(Disclaimer: I am not qualified to work in mental health or any other scientific field, and I am not a journalist. The statements in this blog post are based on observations prompted by news accounts.)
Former Washington Post journalist Bob Woodward’s new book about Donald Trump, titled Rage, will be out on September 15. I don’t have an advance reader copy, so I won’t comment on the book itself. This blog post addresses information that Mr. Woodward made public this week, which prompted a public debate on his ethics as a journalist.
Mr. Woodward has disclosed — way after the fact — that the President told him during an audiotaped interview that he was aware of the public health threat posed by COVID-19.
Some people are expressing outrage that the head of state, such as he is, understood that the country and the rest of the world were in a dire situation, and he didn’t prepare. We already knew he didn’t prepare, but up until now there was a lingering assumption that Trump has consistently been in denial.
During news conferences, Donald Trump has said things about COVID-19 that suggest magical thinking. He has alluded to weird-sounding “cures” that some of his followers have poisoned themselves trying. He has also contradicted his scientific advisors by claiming the virus will fizzle out on its own.
The rest of this post appears in slightly different form on a private social media page. Please give it some thought. There are so many ways of interpreting what we learned this week, and the situation deserves enough of our respect to warrant a careful look:
It’s unlikely Bob Woodward could have changed the course of things if he had blown the whistle earlier this year, but he had a human obligation to try.

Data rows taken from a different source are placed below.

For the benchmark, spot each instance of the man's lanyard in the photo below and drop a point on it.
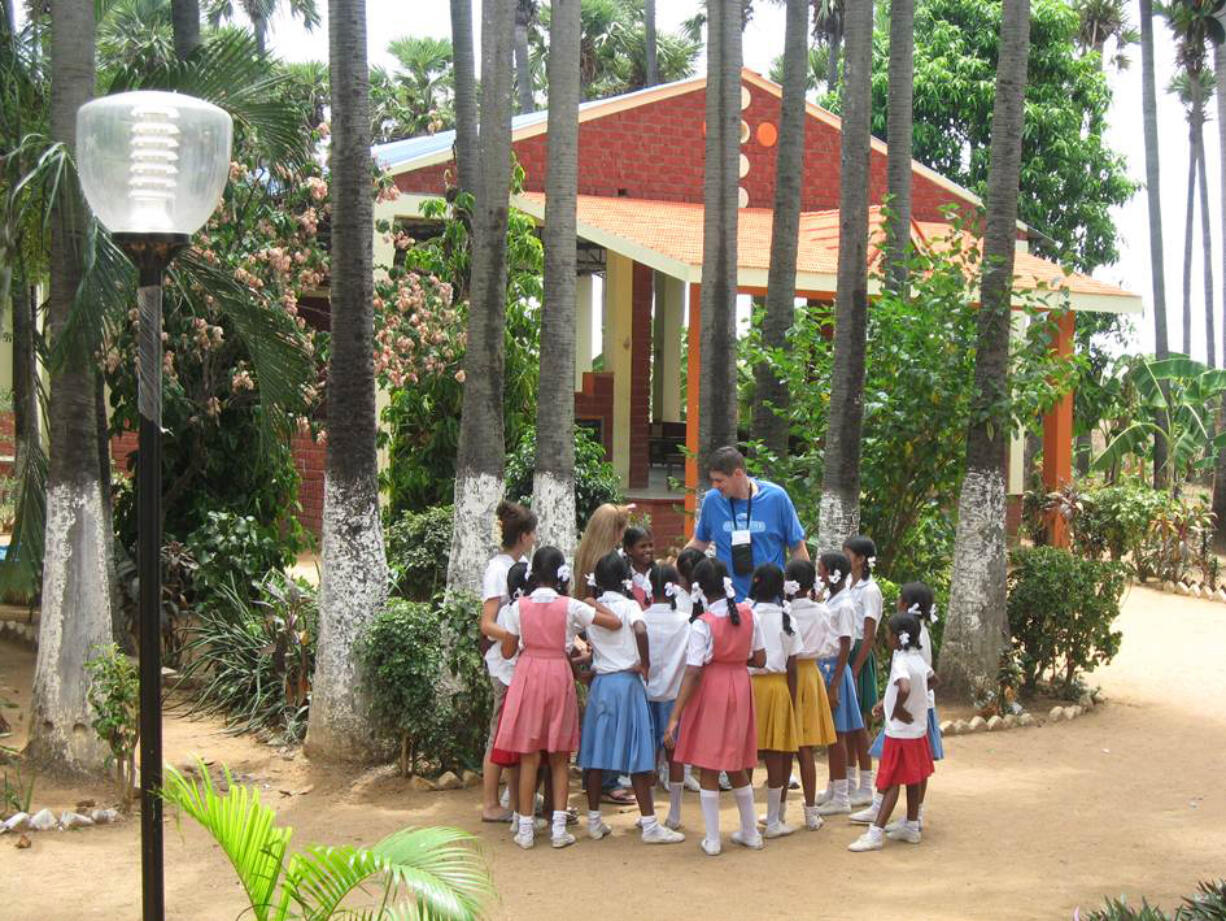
(749, 509)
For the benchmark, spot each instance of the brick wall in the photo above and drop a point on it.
(657, 151)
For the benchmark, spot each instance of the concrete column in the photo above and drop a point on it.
(618, 339)
(584, 286)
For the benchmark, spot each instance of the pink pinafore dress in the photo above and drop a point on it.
(717, 729)
(541, 713)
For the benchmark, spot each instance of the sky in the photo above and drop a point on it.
(763, 42)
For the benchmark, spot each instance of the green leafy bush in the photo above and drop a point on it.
(428, 681)
(1061, 613)
(115, 699)
(596, 481)
(253, 659)
(418, 546)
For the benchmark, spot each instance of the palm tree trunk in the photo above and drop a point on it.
(1154, 193)
(524, 14)
(770, 415)
(482, 449)
(976, 629)
(899, 136)
(76, 599)
(354, 583)
(839, 513)
(717, 389)
(553, 487)
(1188, 233)
(649, 22)
(185, 19)
(464, 68)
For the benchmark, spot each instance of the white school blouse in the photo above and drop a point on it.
(616, 650)
(667, 638)
(779, 645)
(700, 648)
(867, 597)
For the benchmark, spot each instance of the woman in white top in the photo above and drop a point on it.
(517, 534)
(667, 637)
(775, 691)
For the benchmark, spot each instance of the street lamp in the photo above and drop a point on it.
(152, 167)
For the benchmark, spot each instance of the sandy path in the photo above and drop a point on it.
(1025, 824)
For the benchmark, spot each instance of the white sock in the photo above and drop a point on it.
(774, 794)
(674, 801)
(710, 801)
(746, 806)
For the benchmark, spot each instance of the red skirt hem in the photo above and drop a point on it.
(904, 762)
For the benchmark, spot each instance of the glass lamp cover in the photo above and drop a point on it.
(152, 162)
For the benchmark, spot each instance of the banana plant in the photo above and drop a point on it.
(428, 873)
(1176, 395)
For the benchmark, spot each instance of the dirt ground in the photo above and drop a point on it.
(1024, 824)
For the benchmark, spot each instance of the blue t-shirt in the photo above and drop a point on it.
(775, 527)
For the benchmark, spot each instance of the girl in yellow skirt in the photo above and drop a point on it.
(775, 692)
(815, 726)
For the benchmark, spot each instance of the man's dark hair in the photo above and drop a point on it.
(726, 460)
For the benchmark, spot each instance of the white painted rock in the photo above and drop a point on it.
(75, 819)
(43, 821)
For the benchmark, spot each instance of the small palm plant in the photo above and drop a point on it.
(432, 873)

Unfortunately, even with the information the public has had for years about Donald Trump’s lying and his indifference to the distinction between right and wrong, he still gets away with whatever he wants. Trump and his lackeys have transformed the U.S. Presidency into a dictatorship, and often they’ve done illegal things openly to meet that goal.

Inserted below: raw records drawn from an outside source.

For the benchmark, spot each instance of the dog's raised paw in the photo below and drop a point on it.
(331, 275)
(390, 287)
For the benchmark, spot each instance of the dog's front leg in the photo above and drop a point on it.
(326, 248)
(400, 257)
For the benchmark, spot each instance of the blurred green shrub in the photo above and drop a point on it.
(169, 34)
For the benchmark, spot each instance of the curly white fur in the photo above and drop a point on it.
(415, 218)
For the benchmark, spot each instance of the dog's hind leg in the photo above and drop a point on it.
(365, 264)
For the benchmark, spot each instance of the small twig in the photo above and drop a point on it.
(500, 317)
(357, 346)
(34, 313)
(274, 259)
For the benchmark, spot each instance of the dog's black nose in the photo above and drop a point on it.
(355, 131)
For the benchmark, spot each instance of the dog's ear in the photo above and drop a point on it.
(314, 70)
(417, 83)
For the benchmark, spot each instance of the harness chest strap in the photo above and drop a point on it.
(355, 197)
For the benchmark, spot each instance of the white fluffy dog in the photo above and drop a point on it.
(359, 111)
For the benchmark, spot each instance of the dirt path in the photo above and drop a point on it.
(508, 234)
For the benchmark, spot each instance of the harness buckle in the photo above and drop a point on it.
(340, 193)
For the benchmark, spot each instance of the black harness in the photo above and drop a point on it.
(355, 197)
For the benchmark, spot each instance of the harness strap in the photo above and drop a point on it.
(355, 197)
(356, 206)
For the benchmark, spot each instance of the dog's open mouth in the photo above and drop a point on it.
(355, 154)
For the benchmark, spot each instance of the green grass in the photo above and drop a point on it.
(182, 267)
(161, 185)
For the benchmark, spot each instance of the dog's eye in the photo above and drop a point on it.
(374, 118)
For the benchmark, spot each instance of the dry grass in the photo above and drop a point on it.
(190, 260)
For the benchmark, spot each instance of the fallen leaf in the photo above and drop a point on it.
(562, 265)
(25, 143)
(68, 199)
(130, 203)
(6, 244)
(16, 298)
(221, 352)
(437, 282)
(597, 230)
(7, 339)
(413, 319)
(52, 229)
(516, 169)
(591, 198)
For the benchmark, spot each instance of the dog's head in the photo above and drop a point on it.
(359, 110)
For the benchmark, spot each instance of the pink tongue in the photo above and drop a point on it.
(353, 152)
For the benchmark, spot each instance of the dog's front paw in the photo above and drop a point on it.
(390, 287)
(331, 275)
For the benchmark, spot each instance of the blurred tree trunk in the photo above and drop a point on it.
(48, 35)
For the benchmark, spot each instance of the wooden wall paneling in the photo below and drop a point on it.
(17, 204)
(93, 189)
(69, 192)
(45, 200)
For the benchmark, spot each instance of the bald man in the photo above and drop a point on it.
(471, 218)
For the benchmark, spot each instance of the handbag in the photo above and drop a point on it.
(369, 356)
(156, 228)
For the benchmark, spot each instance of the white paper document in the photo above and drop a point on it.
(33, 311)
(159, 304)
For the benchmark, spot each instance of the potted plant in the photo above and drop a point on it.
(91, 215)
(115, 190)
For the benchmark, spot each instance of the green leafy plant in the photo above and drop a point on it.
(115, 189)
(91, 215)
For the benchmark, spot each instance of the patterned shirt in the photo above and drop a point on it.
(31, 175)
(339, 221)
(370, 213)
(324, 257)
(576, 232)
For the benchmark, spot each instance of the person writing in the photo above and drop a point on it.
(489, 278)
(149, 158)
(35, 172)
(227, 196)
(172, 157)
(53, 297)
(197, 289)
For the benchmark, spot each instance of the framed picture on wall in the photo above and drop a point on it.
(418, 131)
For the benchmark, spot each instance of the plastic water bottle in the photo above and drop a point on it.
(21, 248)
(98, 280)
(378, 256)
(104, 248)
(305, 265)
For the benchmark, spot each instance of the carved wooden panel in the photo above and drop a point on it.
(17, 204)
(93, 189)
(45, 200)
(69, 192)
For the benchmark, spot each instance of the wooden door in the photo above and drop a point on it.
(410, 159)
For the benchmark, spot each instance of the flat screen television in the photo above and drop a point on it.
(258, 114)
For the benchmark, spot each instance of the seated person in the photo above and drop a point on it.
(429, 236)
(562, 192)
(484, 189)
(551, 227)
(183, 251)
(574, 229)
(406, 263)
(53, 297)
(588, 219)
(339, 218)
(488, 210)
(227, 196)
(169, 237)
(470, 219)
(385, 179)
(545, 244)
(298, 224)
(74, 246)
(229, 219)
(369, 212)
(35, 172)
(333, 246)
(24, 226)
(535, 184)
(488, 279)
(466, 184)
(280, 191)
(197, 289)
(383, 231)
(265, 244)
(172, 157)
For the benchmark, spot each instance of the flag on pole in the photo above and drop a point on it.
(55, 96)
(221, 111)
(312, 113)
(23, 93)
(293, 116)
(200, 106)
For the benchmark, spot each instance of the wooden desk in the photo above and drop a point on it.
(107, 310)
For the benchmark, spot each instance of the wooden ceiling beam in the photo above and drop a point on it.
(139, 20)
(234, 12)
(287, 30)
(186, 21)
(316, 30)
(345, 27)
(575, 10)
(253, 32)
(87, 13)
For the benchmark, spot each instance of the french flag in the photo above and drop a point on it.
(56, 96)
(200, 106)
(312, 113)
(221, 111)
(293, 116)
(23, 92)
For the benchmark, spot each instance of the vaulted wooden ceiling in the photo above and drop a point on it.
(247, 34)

If The Donald wants to mismanage a pandemic, he’ll mismanage a pandemic. It makes no difference whether we can see what he’s doing.
There’s a question of whether governors might have done things differently if they’d been told Trump knew the virus had disastrous potential. Maybe more lives would have been saved, but not in every state (Note: In California, Governor Gavin Newsom — a Democrat — locked down the state under relatively strict conditions in March, ignoring Trump’s dismissive attitude. The Democratic governor of New York, Andrew Cuomo, did the same soon after).

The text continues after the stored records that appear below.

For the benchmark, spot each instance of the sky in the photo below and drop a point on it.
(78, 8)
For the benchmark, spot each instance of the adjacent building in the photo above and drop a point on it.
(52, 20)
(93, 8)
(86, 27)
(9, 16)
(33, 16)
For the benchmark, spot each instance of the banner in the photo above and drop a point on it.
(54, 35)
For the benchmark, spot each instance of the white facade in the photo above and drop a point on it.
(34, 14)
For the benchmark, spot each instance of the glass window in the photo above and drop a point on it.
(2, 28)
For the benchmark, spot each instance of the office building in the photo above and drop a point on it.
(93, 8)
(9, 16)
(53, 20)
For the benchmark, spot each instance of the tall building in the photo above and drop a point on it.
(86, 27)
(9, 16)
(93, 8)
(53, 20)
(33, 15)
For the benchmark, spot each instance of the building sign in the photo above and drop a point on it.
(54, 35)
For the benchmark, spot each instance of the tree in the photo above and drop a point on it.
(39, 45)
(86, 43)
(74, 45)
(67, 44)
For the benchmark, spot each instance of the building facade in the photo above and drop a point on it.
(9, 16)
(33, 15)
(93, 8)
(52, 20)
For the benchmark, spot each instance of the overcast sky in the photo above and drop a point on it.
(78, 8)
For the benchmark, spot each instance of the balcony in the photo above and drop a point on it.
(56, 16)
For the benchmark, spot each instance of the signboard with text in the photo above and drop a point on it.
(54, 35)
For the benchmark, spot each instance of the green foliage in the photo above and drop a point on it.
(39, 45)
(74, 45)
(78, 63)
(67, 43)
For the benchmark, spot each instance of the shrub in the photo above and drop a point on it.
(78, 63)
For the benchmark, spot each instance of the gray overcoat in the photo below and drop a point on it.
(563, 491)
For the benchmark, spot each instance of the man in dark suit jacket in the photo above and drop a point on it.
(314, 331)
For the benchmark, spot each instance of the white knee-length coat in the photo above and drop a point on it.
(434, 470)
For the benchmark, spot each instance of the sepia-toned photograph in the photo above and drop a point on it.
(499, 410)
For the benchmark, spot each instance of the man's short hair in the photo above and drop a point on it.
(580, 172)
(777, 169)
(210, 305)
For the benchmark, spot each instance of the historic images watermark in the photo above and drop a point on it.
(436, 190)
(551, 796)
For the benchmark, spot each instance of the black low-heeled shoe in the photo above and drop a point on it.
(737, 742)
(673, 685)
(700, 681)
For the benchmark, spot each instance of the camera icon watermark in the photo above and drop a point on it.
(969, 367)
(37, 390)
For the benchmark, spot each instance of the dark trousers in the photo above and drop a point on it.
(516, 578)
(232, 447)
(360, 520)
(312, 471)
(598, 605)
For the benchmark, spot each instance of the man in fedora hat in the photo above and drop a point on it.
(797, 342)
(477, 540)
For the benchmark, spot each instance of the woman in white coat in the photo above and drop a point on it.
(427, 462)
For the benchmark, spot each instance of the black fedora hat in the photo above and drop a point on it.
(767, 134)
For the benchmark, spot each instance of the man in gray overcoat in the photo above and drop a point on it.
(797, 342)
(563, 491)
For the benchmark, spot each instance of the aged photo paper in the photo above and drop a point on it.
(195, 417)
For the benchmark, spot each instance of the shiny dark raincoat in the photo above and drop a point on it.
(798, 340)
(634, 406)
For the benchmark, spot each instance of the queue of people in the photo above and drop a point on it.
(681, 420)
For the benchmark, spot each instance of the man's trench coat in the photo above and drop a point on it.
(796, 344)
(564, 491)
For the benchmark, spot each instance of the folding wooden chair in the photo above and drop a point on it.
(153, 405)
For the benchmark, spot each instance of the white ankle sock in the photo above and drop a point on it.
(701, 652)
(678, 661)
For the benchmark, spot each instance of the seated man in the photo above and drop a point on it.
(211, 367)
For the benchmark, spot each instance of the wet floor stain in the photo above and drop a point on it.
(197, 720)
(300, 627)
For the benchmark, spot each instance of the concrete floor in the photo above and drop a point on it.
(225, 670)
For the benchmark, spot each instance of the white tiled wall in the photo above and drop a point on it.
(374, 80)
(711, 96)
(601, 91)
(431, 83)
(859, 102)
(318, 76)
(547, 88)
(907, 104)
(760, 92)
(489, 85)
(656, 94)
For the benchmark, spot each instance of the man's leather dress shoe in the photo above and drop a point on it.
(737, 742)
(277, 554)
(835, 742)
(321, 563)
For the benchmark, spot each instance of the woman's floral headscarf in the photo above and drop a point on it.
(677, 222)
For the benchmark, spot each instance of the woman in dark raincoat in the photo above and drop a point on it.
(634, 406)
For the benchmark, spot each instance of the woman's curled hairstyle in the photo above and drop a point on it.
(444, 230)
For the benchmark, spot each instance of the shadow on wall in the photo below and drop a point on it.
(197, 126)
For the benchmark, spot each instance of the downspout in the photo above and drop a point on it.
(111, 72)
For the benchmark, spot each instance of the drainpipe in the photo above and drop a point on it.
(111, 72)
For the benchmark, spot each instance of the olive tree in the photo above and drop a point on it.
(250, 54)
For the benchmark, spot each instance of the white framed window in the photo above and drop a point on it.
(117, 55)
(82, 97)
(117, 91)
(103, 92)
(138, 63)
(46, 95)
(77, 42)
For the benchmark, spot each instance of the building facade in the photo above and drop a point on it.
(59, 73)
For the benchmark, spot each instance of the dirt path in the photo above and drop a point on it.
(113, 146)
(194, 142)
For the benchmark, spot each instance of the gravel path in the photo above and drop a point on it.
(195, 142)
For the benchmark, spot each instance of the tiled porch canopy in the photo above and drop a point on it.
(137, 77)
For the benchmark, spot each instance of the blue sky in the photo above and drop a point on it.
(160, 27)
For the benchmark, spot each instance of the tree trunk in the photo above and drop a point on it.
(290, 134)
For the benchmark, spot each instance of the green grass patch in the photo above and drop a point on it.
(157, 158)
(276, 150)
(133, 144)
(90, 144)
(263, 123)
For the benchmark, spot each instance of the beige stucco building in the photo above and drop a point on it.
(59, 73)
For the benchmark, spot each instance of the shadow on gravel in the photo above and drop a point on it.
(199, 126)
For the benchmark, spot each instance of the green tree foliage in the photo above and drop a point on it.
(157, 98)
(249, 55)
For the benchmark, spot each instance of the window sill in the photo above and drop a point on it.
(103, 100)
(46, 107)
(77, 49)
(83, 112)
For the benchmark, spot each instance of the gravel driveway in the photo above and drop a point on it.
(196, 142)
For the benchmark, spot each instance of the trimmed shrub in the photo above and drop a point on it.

It seems unlikely people in GOP controlled states would have been any less vulnerable if the truth had been made clear. Trump still would have denied that it was a big problem (followers like his wouldn’t be bothered by flip-flopping), and his party would have stood behind him. Nothing Bob Woodward could have said would have prevented a single superspreader event from being held in any red state, and probably wouldn’t have motivated a single strict mask mandate in a red state.
I’ve had questions about Bob Woodward’s ethics ever since the late 1980s, when he admitted he sneaked into CIA Director William Casey’s hospital room for an interview when Casey was terminally ill and didn’t have his mental faculties.
Bob Woodward is capable of first rate journalism, but be aware that he ignores boundaries when he believes it will work to his advantage. He definitely has that “self-interest before ethics” instinct, albeit not as strongly as The Donald.
That said, please don’t suggest that Bob Woodward missed an opportunity to save us from a pandemic. No journalist has that sort of power during a Trump Presidency.